FTI must not remain resident on the IVR application server after the data is passed through the system to the customer. The application must immediately delete any FTI that is stored on the server as part of a transaction.
The connection from the backend database to the IVR system must be encrypted as the FTI is transmitted between the two systems.
Access to the database from the application must be restricted to specific database tables, rows and columns that contain FTI and that access must be read only. There should be no ability to overwrite data in the database from the application.
Each system within the architecture that processes, stores or transmits FTI to an external customer through the IVR system must be hardened in accordance with Pub. 1075 policy. The Pub. 1075 policy can be met by utilizing the Safeguards Computer Security Evaluation Matrix (SCSEM) to configure the security settings for the applicable operating system and software that runs the IVR system. These SCSEMs are available for download from the IRS Safeguards web site.
The IVR system must also provide role-based authorization capabilities for controlling access to its menu-driven administration utilities to authorized agency system administrators only.

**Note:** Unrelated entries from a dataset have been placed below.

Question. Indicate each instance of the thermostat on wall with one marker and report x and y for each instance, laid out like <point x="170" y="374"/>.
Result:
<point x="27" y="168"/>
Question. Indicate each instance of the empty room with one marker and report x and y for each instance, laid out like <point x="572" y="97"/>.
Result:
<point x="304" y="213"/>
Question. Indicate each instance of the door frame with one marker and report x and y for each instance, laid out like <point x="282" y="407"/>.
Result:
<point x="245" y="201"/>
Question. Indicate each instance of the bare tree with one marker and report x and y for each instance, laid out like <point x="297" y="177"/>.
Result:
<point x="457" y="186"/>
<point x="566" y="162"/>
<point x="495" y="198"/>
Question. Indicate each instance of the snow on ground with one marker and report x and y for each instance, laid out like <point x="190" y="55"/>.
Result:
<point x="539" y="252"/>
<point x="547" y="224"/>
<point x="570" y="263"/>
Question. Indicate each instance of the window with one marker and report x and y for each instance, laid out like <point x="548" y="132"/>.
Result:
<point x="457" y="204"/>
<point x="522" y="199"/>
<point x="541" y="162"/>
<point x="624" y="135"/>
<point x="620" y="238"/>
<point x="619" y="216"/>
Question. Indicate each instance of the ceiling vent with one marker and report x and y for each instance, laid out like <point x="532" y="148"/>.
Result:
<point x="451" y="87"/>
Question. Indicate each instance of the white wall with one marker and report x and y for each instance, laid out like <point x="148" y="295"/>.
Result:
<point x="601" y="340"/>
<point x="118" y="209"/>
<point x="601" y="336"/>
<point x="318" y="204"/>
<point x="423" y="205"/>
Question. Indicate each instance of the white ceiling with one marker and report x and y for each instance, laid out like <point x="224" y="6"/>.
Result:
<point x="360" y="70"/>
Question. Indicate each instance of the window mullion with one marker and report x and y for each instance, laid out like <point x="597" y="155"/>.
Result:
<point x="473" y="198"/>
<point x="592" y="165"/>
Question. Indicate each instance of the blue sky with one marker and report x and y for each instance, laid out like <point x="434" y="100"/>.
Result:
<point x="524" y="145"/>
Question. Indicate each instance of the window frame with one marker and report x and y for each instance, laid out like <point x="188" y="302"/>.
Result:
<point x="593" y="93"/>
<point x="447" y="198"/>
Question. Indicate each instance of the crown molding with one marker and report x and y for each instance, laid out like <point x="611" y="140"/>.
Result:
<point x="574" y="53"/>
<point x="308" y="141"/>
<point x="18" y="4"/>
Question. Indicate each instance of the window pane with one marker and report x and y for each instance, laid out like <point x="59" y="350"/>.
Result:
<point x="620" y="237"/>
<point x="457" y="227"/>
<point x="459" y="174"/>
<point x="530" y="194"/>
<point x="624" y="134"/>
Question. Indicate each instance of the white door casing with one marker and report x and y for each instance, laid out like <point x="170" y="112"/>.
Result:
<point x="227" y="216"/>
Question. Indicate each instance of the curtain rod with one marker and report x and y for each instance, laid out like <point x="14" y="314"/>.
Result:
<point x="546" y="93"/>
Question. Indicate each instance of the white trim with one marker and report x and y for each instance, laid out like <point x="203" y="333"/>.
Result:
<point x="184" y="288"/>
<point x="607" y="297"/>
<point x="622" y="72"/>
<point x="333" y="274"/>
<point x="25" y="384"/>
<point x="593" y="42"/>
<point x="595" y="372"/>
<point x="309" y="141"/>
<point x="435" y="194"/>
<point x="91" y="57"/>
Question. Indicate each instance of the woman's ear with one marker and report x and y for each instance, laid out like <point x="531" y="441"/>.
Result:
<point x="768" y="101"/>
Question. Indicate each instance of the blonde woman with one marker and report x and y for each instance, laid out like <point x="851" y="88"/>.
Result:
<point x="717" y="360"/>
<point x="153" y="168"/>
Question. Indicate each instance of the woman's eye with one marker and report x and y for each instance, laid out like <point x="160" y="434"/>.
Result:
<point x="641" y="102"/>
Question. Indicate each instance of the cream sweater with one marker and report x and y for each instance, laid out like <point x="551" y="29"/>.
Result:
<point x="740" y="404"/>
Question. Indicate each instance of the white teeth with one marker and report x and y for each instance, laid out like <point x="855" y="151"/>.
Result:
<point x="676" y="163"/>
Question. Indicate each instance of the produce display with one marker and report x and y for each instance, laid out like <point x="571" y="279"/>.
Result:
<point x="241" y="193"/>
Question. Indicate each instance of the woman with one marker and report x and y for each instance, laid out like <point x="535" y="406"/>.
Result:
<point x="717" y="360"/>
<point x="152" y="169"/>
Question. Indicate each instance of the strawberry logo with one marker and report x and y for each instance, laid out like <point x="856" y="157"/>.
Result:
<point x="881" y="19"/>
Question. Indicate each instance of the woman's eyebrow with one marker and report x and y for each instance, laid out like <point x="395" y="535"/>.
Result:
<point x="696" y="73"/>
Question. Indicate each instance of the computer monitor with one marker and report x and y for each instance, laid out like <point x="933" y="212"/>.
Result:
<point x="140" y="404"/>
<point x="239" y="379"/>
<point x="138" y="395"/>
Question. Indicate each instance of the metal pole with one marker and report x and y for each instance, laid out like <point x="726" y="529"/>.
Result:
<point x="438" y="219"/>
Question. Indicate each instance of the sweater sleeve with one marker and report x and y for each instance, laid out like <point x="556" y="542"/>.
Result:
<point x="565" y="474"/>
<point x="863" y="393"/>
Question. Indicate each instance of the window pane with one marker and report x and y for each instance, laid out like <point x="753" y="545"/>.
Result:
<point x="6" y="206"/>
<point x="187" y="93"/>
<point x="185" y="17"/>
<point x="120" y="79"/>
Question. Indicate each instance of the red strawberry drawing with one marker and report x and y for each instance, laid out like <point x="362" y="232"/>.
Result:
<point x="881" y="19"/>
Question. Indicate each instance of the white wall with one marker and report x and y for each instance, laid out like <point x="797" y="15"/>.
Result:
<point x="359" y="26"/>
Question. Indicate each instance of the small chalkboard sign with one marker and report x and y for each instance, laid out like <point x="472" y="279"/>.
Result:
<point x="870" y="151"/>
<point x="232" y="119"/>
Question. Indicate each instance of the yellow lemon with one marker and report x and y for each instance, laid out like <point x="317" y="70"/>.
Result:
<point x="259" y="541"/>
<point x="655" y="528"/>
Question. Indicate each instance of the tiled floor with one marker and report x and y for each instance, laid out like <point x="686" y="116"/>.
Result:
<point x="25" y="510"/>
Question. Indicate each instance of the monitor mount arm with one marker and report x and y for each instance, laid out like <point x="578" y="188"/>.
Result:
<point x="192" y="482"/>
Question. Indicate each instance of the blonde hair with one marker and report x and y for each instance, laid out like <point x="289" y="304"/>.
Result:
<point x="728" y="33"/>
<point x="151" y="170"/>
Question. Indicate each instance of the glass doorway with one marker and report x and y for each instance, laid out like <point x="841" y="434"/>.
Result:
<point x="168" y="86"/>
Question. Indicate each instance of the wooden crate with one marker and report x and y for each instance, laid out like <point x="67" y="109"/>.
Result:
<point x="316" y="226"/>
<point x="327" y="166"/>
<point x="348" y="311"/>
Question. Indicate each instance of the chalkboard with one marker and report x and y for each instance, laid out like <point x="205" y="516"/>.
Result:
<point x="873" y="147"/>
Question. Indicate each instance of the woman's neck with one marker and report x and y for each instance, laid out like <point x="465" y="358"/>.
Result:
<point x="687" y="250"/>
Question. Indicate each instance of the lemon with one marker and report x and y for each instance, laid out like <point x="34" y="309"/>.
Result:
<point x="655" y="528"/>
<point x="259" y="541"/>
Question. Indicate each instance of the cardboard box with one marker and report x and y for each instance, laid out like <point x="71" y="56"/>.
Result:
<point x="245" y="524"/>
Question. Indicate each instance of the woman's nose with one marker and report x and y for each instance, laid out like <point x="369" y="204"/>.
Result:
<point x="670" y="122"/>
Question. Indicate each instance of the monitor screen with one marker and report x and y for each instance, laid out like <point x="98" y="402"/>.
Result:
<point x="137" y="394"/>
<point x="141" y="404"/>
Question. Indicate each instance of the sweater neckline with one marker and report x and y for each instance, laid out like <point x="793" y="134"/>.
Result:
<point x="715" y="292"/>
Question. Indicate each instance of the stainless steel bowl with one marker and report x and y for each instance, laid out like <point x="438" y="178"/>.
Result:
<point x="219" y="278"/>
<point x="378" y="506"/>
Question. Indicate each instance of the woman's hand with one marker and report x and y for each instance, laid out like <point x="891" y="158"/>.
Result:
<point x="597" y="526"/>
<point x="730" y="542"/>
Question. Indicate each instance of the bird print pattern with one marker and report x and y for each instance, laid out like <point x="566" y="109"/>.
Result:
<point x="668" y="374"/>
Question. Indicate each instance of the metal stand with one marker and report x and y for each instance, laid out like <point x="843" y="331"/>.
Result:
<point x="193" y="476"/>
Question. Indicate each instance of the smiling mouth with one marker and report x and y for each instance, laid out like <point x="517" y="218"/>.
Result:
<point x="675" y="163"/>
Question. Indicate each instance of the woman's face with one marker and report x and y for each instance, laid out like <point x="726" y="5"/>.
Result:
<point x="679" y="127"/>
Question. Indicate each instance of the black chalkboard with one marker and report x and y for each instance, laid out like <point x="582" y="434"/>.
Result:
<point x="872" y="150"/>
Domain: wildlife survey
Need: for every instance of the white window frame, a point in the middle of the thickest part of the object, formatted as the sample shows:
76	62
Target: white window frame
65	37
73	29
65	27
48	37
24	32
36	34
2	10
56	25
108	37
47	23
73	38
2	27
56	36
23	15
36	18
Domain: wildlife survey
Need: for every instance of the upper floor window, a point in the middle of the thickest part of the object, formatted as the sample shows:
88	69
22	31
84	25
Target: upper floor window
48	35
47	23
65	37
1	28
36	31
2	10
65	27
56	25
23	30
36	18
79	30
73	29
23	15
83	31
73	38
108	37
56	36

Risk Assessment and Vulnerability Scanning
Agencies are required to conduct a risk assessment (or update an existing risk assessment, if one exists) to assess the external and internal risk to FTI present in the system. Subsequently, the risk assessment must be reviewed annually to account for changes to the environment. The implementation and an evaluation of the associated risks should be part of the risk assessment.
As with all other systems that process FTI, agencies must conduct monthly vulnerability scanning of the IVR system architecture.
Callers to the agency’s IVR telephone lines to access FTI must have to pass a strong authentication mechanism. The authentication must use at least two pieces of information to verify the identity, one of which must be a shared secret only known to the parties involved, and issued by the agency directly to the customer.
Examples of shared secrets include: a unique username, Personal Identification Number (PIN), password or passphrase issued by the agency to the customer through a secure mechanism. Case number does not meet the standard as a shared secret because that case number is likely on all case documents the customer receives and does not provide assurance that it is only known to the parties involved in the communication.
For example, taxpayers who call the IRS toll-free telephone lines are required to answer at least five, but as many as seven questions before the assistor can discuss account information.
Lastly, it is required that all communications that occur between the IVR and external customers should precede with a warning message indicating that the agency is protecting all FTI and PII within the organization; however, there is a risk associated with the transmission of FTI and PII across the unencrypted public telephone network. If they are willing to accept the risk associated with this transmission they should acknowledge their acceptance or terminate the call and conduct their business at a secure agency location.